Assessment of study quality

Study quality was assessed using the predefined form by De Graeff (de Graeff et al, 2009), which was adapted from Hayes (Hayes et al, 1996) and McShane (McShane et al, 2005). Briefly, the following criteria were scored: (1) Are in- and exclusion criteria defined? (2) Is the study prospective or retrospective? (3) Are the clinical and pathological characteristics of the patients sufficiently described? (4) Is the method used sufficiently described? (5) Is the outcome measure defined? (6) Is the follow-up time recorded? (7) Does the study report the number of patients lost to follow-up or otherwise unavailable for statistical analysis? (Supplementary Table 1). As this quality score is not validated, we did not exclude studies based on a low score.

Statistical analysis

All calculations were performed with HRs defined as the risk of death or progression for high TILs vs low TILs tumours.
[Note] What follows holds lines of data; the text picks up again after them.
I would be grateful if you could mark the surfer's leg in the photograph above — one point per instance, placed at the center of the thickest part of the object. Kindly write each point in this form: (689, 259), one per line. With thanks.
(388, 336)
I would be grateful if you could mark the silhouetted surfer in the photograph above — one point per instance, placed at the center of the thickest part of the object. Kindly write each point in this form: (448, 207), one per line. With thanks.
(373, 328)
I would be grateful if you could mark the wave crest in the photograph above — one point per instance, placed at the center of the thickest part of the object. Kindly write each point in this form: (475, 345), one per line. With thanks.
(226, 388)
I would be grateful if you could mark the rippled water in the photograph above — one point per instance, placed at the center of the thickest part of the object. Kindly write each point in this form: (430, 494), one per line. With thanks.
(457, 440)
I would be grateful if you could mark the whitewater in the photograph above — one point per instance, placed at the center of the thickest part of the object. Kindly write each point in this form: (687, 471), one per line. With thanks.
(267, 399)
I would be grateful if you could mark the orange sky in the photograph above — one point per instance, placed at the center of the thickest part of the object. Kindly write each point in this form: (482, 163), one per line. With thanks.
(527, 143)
In studies that reported HRs for low TILs vs high TILs, the reciprocal of the HRs and CIs was taken to calculate the results the other way around.
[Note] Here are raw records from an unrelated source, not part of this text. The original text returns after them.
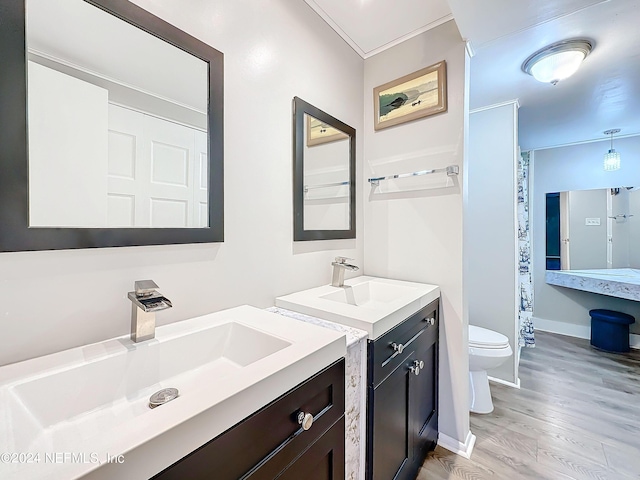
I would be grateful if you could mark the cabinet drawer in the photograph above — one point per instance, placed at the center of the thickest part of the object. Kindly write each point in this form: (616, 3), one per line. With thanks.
(270, 435)
(416, 332)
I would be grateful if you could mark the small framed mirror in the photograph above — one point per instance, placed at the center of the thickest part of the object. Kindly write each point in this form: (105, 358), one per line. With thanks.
(324, 189)
(112, 128)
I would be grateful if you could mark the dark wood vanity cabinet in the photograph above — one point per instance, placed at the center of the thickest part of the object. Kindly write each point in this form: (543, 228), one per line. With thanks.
(271, 443)
(402, 397)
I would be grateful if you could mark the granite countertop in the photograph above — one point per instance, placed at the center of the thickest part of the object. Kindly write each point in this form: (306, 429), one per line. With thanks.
(614, 282)
(354, 335)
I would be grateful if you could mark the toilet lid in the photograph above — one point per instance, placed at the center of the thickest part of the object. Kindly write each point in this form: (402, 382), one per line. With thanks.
(484, 338)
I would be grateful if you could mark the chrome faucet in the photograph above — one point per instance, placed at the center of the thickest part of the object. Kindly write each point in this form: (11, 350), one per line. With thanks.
(146, 300)
(339, 266)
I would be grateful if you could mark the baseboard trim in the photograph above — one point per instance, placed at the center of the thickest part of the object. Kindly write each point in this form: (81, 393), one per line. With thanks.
(504, 382)
(459, 448)
(573, 330)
Meta-analysis is generally carried out with the natural logarithm of the HR and its standard error, to make the range of HRs symmetrical. After log transformation, a HR of 0 becomes minus infinity, a HR of 1 becomes 0, and a HR of infinity remains infinity (Higgings and Green, 2009). We calculated the log hazard ratio and associated standard errors using the spreadsheet provided by Tierney et al (2007).

Next, meta-analysis was carried out with the DerSimonian Laird model for random effects, using the inverse of variance as a weighing factor. All analyses were stratified by T-lymphocyte subset. The I2 statistic was used to evaluate heterogeneity. A value >50% on the scale of 0–100% was considered to indicate substantial heterogeneity between studies. Funnel plots were constructed to assess publication and/or selection bias.

The studies in this systematic review and meta-analysis vary widely with regard to methodology. We wondered whether these differences would affect study outcomes. Additionally, we wanted to identify sources of heterogeneity, which appeared in pooled analyses. Therefore, stratified analyses were carried out for CD3+ and CD8+, because these subsets were investigated in the largest number of studies. All stratified analyses were carried out with overall survival only to increase uniformity. Differences between strata were assessed using the test for subgroup differences in Review Manager (The Cochrane Collaboration, The Nordic Cochrane Centre, Copenhagen, Denmark).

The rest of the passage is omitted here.